For this purpose, we developed the methods of stepwise cardiac CT MPR
manipulation to mimic trans-esophageal echocardiography. On the other
hand, from the patient-specific information of cardiac CT, we can also
plan the TEE imaging in a preoperative rehearsal to make the desired
standardized TEE views more reproducible.
2 | METHOD (Figure 2)
Since the motion of TEE probe is confined to the esophagus-stomach
tract, it is difficult for TEE sonographers to reproduce the cardiac CT
MPR views used for preoperative plan. By contrast, it is easier to use
CT datasets to simulate TEE imaging. There are three basic MPR planes –
axial, coronal and sagittal – that are perpendicular to each other. One
can adjust the cross-sectional orientation of the other two planes by
moving and rotating their MPR lines on the selected MPR plane (i.e., we
can adjust coronal and sagittal MPR lines on axial plane and vice
versa). To represent the TEE scanning sector, we imagine a circular
sector with the origin in the MPR crosshairs on the axial plane and the
sector has a line of symmetry as the sagittal MPR line.

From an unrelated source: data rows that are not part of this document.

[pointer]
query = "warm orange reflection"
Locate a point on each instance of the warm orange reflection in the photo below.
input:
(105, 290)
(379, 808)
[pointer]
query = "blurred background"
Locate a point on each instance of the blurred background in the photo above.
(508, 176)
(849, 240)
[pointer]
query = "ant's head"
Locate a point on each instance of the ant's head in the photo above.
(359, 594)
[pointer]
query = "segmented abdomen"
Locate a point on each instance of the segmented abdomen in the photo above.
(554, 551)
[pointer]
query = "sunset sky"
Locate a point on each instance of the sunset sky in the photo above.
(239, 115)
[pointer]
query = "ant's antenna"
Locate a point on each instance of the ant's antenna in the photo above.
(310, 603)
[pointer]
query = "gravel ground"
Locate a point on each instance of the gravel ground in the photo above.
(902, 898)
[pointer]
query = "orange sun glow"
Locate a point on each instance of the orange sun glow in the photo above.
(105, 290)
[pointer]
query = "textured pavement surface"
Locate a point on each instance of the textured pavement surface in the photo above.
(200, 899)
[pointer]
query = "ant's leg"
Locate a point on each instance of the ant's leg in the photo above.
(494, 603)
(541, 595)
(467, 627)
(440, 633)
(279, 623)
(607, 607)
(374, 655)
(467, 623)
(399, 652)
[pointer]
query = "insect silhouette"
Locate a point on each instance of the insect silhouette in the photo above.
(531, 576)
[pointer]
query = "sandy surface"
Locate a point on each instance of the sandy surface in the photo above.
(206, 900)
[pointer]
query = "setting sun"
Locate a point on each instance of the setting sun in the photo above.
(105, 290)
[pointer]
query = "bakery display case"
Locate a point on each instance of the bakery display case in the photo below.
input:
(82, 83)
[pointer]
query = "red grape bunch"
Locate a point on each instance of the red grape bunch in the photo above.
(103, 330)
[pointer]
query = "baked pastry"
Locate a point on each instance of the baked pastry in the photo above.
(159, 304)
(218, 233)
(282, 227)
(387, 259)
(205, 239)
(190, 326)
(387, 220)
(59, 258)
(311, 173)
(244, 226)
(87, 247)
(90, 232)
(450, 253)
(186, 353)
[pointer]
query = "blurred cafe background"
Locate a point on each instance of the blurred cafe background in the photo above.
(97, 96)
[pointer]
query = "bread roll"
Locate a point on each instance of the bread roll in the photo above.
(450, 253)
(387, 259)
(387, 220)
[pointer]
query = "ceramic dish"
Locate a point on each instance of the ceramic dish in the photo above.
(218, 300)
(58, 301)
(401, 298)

Once we move the
MPR crosshairs into the esophagus with the following sequential steps,
we can translate basic TEE probe movements into corresponding CT MPR
manipulation with the following steps.
Step 1: Manipulation on the sagittal plane: advance, withdrawal,
anteflex and retroflex
The first step to simulate TEE on CT axial MPR plane is to invert the
z-axis (the coronal MPR line on the sagittal MPR plane), because CT
offers a perspective from a caudal direction on the axial MPR plane but
TEE, the cranial perspective on the reference plane. Next, we simulate
the advance/withdrawal by moving the crosshairs along the esophageal
tract into the gastric space. Moreover, we can simulate the anteflex by
clockwise rotation of the axial MPR line on the sagittal MPR plane and
the retroflex by counterclockwise rotation.
Step 2: Manipulation on the axial plane: turn to the left/right
Because the sector width of TEE is limited, sonographers have to turn
the TEE probe rightward to observe the right-sided structures and vice
versa. We can simulate this maneuver by rotating the sagittal MPR line
on the axial MPR plane. Step1 and Step 2 can be repeated randomly until
satisfactory image is obtained on the axial MPR plane before moving on
to the step 3.
Step 3: Manipulation on the coronal plane: rotation, flex to the
left/right
Since the z-axis has been inverted at the very beginning, the anterior
posterior direction on the coronal MPR plane is reversed, too. As a
result, the counterclockwise rotation of TEE scanning plane will be
simulated by a clockwise rotation of the axial MPR line on the coronal
MPR plane. TEE probe is steerable for delicate adjustment of imaging
orientation. The flexible joint is around 5cm above the scanning center.
To simulate the “flex to the right,” two steps have to be taken.
Firstly, we rotate the crosshairs about the flexible joint of TEE probe.
Secondly, a negative rotation with the same degree that the crosshairs
are rotated should be added. Examples of flex to the right at
mid-esophagus level and flex to the left at transgastric level are
illustrated in Figure 3 and Figure 4 respectively.